# Suche DIE Rolle



## Sockeye (16. Januar 2012)

Im Sommer geht es mal wieder nach Alaska...
...und ich habe immer noch nicht die optimale Rolle (Eierlegende Wollmilchsau) dafür gefunden.

Im Prinzip geht es um folgendes: Rotlachse und Königslachse vom Ufer aus fangen in einem Fluss mit so 5 Knoten Stömung. 70% der Zeit wird mit dem "Flip" geangelt. Hier ist die Rute immer in Bewegung und da zählt jedes Gramm:

- also möglichst leicht (die Avet SX war zu schwer auf die Dauer)

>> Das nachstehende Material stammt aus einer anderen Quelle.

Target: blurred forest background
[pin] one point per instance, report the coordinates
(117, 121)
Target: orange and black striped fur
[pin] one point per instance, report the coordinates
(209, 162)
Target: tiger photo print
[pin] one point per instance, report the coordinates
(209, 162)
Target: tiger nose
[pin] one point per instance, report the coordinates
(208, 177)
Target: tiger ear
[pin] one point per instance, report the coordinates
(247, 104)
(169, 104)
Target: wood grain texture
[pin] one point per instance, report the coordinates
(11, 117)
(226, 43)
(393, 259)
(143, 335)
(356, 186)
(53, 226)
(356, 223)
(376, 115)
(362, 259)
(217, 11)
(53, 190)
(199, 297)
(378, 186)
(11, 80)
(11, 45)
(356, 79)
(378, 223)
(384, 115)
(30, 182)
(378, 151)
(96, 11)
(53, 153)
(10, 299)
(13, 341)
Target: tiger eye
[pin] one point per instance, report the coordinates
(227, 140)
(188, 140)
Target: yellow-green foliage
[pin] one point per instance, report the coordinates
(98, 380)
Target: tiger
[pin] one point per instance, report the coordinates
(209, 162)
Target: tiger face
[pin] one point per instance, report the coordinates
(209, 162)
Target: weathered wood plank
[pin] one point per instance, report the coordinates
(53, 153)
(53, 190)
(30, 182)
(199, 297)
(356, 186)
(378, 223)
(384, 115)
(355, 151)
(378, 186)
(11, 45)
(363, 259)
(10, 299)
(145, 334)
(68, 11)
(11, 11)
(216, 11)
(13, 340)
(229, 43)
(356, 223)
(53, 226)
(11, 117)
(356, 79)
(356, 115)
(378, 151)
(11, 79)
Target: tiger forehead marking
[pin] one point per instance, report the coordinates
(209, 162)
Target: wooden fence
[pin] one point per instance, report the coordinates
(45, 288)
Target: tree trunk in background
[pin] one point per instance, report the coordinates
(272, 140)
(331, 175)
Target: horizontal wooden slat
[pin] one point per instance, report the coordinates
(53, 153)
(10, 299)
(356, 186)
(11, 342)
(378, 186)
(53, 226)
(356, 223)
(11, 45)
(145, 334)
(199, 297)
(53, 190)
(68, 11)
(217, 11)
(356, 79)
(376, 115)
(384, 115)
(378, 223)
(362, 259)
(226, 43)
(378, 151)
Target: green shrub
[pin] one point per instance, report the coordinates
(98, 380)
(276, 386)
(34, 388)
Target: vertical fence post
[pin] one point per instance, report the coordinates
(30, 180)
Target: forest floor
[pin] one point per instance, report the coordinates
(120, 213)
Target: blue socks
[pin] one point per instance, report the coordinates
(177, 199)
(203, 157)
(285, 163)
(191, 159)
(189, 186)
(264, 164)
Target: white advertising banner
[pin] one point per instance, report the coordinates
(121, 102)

Bei dieser Angelart kommt es vor dass ein 6 kG Rotlachs falsch gehakt wird, quer in die Strömung kommt und mann muss öfters die Bremse zuknallen und die Schnur (30 Pfund test) reissen lassen. Hier machen die meisten Stationärrollen nach 5-6x schlapp...:q also:

- möglichst stabil muss sie sein

Da auch Königslachse gehakt werden und diese nur ungern aufgeben muss also die Bremse so ein 15-35 kG Fischli mitmachen müssen, also:

- Bremskraft 8-10 kg

Teilweise muss ich auch weit werfen, mit relativ leichten Ködernen / Blinkern. Die Avet SX kommt aber erst ab 100g auf Weite... also:

- eine Stationärrolle sollte es sein

ansonsten Salzwasserfest um einen kleinen Heli an den Strand zu pumpen... (oder er mich ins Cook Inlet..|bla

Der Preis ist ersteinmal sekundär.. Hat hier jemand einen Tip für mich?  ...möglicherweise von den little / big gamern ... so ne Accurate SR12 in Klein?

VG
Sockeye


----------



## rhinefisher (17. Januar 2012)

*AW: Suche DIE Rolle*

Hi! Es gibt von Daiwa neuerdings eine kleine (3500h) Saltiga - die würde ich mir mal ansehen.. .
Petri


----------



## guifri (17. Januar 2012)

*AW: Suche DIE Rolle*

Genau die!!!#6



rhinefisher schrieb:


> hi! Es gibt von daiwa neuerdings eine kleine (3500h) saltiga - die würde ich mir mal ansehen.. .
> Petri


----------



## jvonzun (17. Januar 2012)

*AW: Suche DIE Rolle*

ich habe auf lachse mit einer penn cultiva (4000er) gefischt.die ist billig und stabil,reicht vollkommen aus!


----------



## weserwaller (17. Januar 2012)

*AW: Suche DIE Rolle*



Sockeye schrieb:


> Hier ist die Rute immer in Bewegung und da zählt jedes Gramm:
> 
> ... und mann muss öfters die Bremse zuknallen und die Schnur (30 Pfund test) reissen lassen. Hier machen die meisten Stationärrollen nach 5-6x schlapp..
> 
> ...




Kling Für mich so, als würdest Du eine Shimano Saragosa 4000 suchen.....


----------



## Torsk_SH (17. Januar 2012)

*AW: Suche DIE Rolle*



rhinefisher schrieb:


> Hi! Es gibt von Daiwa neuerdings eine kleine (3500h) Saltiga - die würde ich mir mal ansehen.. .
> Petri



An die habe ich auch gedacht, das Baby wiegt aber 
das gleiche wie die Avet bzw ist unerheblich schwerer.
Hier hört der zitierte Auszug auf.